Which AI Technique Is Better to Classify Requirements? An Experiment with SVM, LSTM, and ChatGPT
- URL: http://arxiv.org/abs/2311.11547v2
- Date: Tue, 16 Apr 2024 09:06:25 GMT
- Title: Which AI Technique Is Better to Classify Requirements? An Experiment with SVM, LSTM, and ChatGPT
- Authors: Abdelkarim El-Hajjami, Nicolas Fafin, Camille Salinesi,
- Abstract summary: This paper reports an empirical evaluation of two ChatGPT models for requirements classification.
Our results show that there is no single best technique for all types of requirement classes.
The few-shot setting has been found to be beneficial primarily in scenarios where zero-shot results are significantly low.

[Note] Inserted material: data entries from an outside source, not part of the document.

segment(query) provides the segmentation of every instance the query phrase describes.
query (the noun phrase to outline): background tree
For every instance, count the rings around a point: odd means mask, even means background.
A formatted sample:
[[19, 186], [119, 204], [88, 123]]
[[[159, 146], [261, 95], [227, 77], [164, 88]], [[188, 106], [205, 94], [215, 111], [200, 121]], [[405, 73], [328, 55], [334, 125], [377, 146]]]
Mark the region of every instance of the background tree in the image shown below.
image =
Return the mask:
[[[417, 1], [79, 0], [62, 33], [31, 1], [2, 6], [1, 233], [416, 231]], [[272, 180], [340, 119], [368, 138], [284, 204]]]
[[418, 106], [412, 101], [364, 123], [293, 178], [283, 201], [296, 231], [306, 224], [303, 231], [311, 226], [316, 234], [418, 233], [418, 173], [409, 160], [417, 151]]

- Score: 0.4588028371034408
- License: http://creativecommons.org/licenses/by/4.0/
- Abstract: Recently, Large Language Models like ChatGPT have demonstrated remarkable proficiency in various Natural Language Processing tasks. Their application in Requirements Engineering, especially in requirements classification, has gained increasing interest. This paper reports an extensive empirical evaluation of two ChatGPT models, specifically gpt-3.5-turbo, and gpt-4 in both zero-shot and few-shot settings for requirements classification. The question arises as to how these models compare to traditional classification methods, specifically Support Vector Machine and Long Short-Term Memory. Based on five different datasets, our results show that there is no single best technique for all types of requirement classes. Interestingly, the few-shot setting has been found to be beneficial primarily in scenarios where zero-shot results are significantly low.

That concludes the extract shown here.